# Scoveston Fort, Pembrokeshire



## godzilla73 (Aug 10, 2010)

Plenty has been written about this absolutely huge derelict fort elsewhere on this site - but suffice to say, one cannot grasp what a massive white elephant it is until it goes there. I visited with Newage and Fluffy, (who at the time of writing, are still down in Wales looking at abandoned airfields) and I'm fairly sure that they will have a few better pictures than mine. As always though, it was a top explore.

It is massively overgrown, and really only two of the caponier tunnels and associated casemates, along with the barrack block are accessible. Despite this, the size of the fort meant that we spent about 3 hours inside, and will almost certainly be going back at some point to do the rest.

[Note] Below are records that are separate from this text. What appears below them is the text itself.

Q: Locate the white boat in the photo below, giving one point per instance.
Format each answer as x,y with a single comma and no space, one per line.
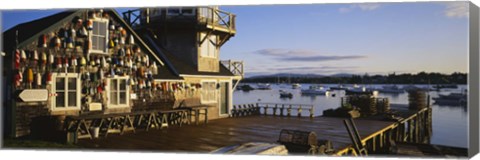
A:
357,90
262,86
285,94
296,85
451,99
316,90
391,89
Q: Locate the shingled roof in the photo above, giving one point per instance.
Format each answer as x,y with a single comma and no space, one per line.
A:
176,64
23,34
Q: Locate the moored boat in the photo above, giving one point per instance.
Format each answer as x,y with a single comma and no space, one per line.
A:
265,86
316,90
391,89
296,85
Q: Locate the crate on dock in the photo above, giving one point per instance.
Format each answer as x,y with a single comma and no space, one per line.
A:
304,142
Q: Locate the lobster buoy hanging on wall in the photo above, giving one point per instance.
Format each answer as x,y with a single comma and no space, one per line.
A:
59,62
18,79
83,61
154,68
44,58
131,40
30,76
74,61
48,77
51,59
90,24
43,41
39,79
17,59
23,56
83,32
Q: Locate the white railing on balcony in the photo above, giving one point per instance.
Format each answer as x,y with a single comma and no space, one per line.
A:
236,67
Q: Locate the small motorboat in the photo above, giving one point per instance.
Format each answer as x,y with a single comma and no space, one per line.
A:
316,90
296,85
451,99
338,87
285,94
265,86
391,89
356,90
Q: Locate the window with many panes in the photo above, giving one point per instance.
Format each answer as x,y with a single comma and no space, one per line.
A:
209,92
99,36
118,93
208,47
181,11
66,87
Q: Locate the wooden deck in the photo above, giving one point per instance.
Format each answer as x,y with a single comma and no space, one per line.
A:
229,131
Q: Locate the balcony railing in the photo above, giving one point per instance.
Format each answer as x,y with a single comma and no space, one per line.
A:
236,67
210,17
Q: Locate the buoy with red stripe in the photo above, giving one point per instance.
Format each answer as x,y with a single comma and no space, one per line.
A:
30,77
39,79
18,79
17,59
90,24
44,41
59,62
23,56
83,61
44,58
154,68
131,40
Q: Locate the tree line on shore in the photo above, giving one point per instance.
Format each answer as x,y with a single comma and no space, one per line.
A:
405,78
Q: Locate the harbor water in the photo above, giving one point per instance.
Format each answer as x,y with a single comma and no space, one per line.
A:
449,121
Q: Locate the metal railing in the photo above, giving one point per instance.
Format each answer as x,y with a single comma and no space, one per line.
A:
236,67
275,109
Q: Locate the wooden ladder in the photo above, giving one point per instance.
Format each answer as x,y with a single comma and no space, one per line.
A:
355,137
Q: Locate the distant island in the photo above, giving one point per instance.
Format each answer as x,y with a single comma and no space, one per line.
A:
405,78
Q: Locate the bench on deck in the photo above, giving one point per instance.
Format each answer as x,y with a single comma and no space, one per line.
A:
195,108
107,123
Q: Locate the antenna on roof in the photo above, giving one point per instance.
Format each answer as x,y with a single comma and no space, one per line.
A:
16,39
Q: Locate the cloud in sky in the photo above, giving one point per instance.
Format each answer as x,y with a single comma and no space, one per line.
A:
303,55
362,7
456,9
283,52
321,58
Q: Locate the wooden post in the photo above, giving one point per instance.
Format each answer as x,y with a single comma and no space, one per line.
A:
234,111
299,111
281,110
265,109
289,111
275,110
311,111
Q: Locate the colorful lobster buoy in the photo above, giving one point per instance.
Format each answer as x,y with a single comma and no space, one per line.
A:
90,24
17,59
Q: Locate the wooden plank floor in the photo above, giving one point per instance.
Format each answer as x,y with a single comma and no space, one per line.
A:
229,131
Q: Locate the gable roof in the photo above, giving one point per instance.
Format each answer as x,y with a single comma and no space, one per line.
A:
25,33
178,65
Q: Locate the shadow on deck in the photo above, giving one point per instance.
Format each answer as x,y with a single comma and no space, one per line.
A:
229,131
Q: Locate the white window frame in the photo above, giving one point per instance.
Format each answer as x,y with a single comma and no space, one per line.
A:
180,11
209,44
229,104
214,99
109,93
90,35
53,101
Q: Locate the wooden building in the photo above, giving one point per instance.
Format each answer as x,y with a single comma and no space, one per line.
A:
92,61
188,40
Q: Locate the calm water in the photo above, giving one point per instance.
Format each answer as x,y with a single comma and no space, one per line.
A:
449,122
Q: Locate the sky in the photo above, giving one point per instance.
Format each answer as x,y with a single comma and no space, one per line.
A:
326,39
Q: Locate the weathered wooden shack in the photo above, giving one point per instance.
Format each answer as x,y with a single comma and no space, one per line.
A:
92,61
188,40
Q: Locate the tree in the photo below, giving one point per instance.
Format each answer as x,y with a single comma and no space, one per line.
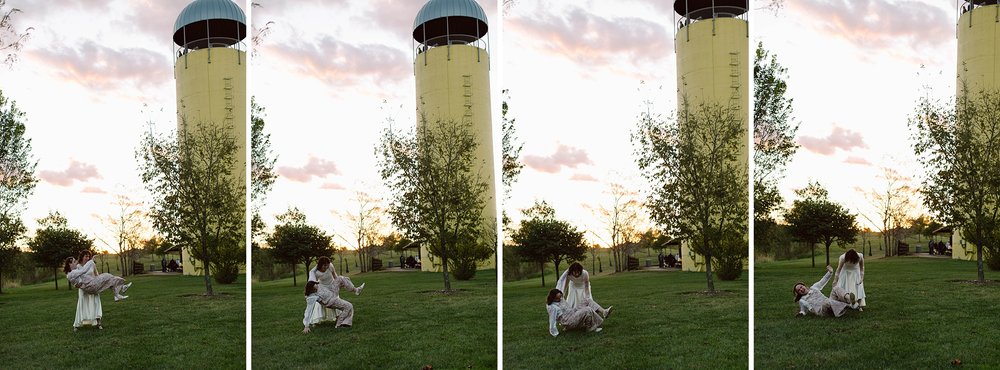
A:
892,205
774,140
699,184
9,230
295,241
127,226
814,218
17,176
11,40
511,152
367,223
198,194
55,241
259,34
959,148
437,190
543,238
262,159
621,219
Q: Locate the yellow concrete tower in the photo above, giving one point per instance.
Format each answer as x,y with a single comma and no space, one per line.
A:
210,70
712,42
978,69
452,69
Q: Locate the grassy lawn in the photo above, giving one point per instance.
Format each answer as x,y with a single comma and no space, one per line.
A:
657,324
165,323
401,321
917,318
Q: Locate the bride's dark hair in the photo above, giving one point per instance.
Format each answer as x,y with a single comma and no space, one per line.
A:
852,256
576,267
66,267
552,296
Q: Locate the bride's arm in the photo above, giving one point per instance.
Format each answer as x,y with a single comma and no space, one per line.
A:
553,318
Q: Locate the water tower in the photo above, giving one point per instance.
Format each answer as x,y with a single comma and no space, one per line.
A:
712,42
210,70
978,43
978,69
452,68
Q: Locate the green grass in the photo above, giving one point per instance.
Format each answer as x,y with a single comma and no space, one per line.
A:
656,324
165,323
917,317
401,321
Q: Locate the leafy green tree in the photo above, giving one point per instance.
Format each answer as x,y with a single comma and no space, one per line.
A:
774,141
438,191
262,159
199,194
959,148
295,241
17,177
814,218
55,241
11,40
543,238
699,184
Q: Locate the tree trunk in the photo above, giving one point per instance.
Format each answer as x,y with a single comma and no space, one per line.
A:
979,262
708,272
813,253
444,268
208,275
556,263
542,266
828,253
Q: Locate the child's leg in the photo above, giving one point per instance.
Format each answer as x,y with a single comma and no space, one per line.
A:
346,283
346,316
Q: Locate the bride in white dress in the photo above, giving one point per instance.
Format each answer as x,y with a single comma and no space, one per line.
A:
575,282
570,318
850,276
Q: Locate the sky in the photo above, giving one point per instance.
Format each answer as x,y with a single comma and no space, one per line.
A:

The entrance tunnel- looking back towards the original door (I know Newage has got some better shots of this)






Outside/Inside the barrack block

















These next few are from the caponier furthest from the entrance, which is the easiest to access. This is at the top of the polygon (if you know your Palmerston forts)





















As always for me, its the details that make a visit. One of the highlights was the terracotta air bricks in the powder magazines. These had clearly been hand glazed and were in remarkably good nick, as were the ceiling and floor timbers, which had very little rot





























And these are from the caponier and powder magazines that are nearest the entrance - 





































A really interesting place - Fluff and Newage will have more of this soon - or as soon as they get back above ground.
More pics at http://s336.photobucket.com/albums/n353/mechagodzilla73/Scoveston%20Fort/
Enjoy!!!
GDZ


----------



## Gazmat (Aug 11, 2010)

Lovely little fort there! Would make a cracking Museum! Nice Job


----------



## chilli (Aug 11, 2010)

fantastic place, cheers


----------



## ShellyDuckDuck (Aug 11, 2010)

Fantastic pics,wot a place!!


----------



## fluffy5518 (Aug 12, 2010)

WE'RE BACK !!
Wow what a place this is !! An absolutely top notch explore,pissing down with rain,hackin' our way through 12 foot high stinging nettles,bramble bushes and GODS BARBED WIRE aka gorse (please do not use this description of the dreaded prickley stuff anywhere outside of this forum as it is now a registered trade mark of Newage,and he will prosecute !!)Not to mention avoiding bloody big holes in the ground and being unable to see anything except the jungle !!Even David Bellamy wouldn't wummidge awound in this undergwoth !!
Seriously though i cant recommend this place highly enough it truly is everything a good explore should be,we even got permission from the farmer first so it was totally relaxed-no chance of a double barrel in your face accompanied by the immortal words "oi !! get orf my laaand !!"The only problem,as Godzy said,is that even with a plan we only found two fifths of the place-it's that overgrown !! Still as the great man said we will be back and this time you're all invited !!!
PS; Oh ! Those hand glazed,Italian,terracotta air bricks.It's enough to make a grown man cry


----------



## fluffy5518 (Aug 12, 2010)

PPS; I suppose that the Police tape still hanging from the gates is from a few years back when that local doctor committed suicide here.?


----------